The navy color codes its ocean maps to differentiate for wave heights, the best color being dark blue, which signifies a prediction of 1 to 3-foot seas. The week before our trip the Atlantic was painted dark blue from Jacksonville to Lisbon and everything in between. But the blue was predicted to begin shrinking with bigger seas forming along our route. The best news, of course: Not a tropical storm in sight despite Hurricane season.

Safety

To me safety is an annoyance; more accurately, the subject of safety that annoys. Everything I’ve written so far about this trip touches on the subject of safety, but, unfortunately, the world has come to see safety not in terms of preparation, skill and experience, but as a list of products. I’ve got no problem with Coast Guard-mandated bells, whistles and flares, and our 406 Epirb makes darned good sense, but I always shake my head at liferafts. From my sailing days, I remember folks spending thousands on a new raft when what they really needed for safety was a new engine or rigging.

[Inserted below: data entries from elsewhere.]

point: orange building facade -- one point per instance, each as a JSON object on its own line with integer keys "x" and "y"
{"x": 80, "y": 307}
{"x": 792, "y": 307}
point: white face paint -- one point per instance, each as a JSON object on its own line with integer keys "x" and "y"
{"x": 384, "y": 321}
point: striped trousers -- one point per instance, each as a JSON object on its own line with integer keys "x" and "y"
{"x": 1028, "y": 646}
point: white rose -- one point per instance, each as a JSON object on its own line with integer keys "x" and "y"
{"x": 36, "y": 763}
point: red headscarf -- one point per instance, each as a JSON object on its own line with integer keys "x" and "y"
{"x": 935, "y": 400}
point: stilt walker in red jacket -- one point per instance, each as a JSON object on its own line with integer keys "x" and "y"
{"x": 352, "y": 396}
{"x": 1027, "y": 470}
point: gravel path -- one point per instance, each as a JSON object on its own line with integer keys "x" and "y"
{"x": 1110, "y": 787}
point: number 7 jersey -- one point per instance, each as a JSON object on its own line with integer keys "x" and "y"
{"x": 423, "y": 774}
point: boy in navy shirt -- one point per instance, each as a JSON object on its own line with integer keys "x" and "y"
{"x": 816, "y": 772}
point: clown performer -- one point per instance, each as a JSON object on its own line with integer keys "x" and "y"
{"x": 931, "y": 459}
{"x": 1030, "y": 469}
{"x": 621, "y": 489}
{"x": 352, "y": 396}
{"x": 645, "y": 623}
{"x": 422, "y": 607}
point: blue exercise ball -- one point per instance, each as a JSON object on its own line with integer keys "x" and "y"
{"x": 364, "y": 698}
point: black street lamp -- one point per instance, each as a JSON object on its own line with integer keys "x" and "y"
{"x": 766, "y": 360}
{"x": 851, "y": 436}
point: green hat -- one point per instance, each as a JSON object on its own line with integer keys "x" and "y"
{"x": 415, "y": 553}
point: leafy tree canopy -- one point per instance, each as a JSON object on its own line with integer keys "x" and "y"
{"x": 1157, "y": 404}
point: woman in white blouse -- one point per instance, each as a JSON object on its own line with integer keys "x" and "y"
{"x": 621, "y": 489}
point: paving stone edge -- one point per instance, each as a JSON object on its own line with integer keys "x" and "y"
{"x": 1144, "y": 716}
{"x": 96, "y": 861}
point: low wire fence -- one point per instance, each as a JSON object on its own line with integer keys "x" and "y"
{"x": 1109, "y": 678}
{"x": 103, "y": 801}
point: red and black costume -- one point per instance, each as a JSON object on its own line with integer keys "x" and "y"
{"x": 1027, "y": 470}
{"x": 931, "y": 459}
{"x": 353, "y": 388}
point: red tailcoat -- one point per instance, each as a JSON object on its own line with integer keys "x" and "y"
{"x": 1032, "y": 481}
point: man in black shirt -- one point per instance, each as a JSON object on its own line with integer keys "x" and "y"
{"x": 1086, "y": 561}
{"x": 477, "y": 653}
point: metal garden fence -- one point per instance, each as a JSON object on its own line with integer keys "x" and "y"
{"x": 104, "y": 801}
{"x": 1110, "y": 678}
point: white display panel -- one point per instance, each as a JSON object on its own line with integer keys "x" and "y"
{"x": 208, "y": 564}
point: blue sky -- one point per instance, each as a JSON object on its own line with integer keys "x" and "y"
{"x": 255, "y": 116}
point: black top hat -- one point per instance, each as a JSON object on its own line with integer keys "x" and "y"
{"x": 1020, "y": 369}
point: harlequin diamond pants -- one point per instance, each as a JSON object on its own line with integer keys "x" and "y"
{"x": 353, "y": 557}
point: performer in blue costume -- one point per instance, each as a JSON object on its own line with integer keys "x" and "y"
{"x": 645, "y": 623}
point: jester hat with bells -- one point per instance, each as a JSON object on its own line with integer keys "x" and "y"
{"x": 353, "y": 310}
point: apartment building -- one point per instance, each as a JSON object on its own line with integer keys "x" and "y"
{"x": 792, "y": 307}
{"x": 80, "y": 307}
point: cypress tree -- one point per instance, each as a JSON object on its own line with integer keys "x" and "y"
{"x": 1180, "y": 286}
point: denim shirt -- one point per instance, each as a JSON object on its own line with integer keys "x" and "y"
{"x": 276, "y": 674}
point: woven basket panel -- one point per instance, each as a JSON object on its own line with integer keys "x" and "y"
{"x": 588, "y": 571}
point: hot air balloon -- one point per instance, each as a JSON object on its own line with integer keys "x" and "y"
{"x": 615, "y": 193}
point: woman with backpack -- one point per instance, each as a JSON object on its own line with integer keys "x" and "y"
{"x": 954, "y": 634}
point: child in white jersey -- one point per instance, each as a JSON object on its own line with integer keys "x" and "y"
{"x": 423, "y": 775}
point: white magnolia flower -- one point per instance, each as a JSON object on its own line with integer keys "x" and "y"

But the experts say, Thou shalt carry a liferaft. Why, I ask? The Great Harbour N37 is unsinkable because it has no ballast and its decks and superstructure are built with highly buoyant Nida Core. Semper Fi is its own liferaft; fill it with water and it will still float. Plus, no one has ever been able to tell me how many people in the whole world are actually rescued in liferafts any given year. Tens of thousands of rafts are sold annually; how many are actually deployed in a life or death situation? Five? Two? One?

So did we ship a liferaft? Yes, of course we did, begrudgingly. Didn’t want to be accused of recklessness. There was, we admitted, a minute chance that fire could force us over the side.

We sent our factory raft, a Plastimo 8-man offshore, off to be repacked and put it aboard. The cost of the repacking was $750, because even though the raft itself was in good shape, most of its contents such as first aid kit, water, etc had expired. I wish the raft people would produce a barebones product-just a raft and gas cylinder, and let us pack all the extras in a separate ditch bag. Repacking would then consist of opening up the canister every year and replacing the gas cylinder; every few years you could send it out for service to be inflated and inspected for leaks.

As it was, I put together a separate ditch bag anyway. Once you bring a raft aboard, you have conceded Here’s what it included: individual-serving water bags (the same ones that had “expired” in the raft), chocolate bars, trail mix, Swedish hardtack and eight bags of the new aseptically packaged tunafish. For hardware, there were some lures and leaders, pliers, a filet knife, cutting board and 100-feet of cord/fish line. There were flares, flashlights, man-overboard strobes, duct tape and a first-aid kit. There was a handheld VHF and a small short-wave receiver, each of which uses AA batteries, a compass and cigarette lighter.

Good thing we didn’t have to use the raft because I forgot toilet paper.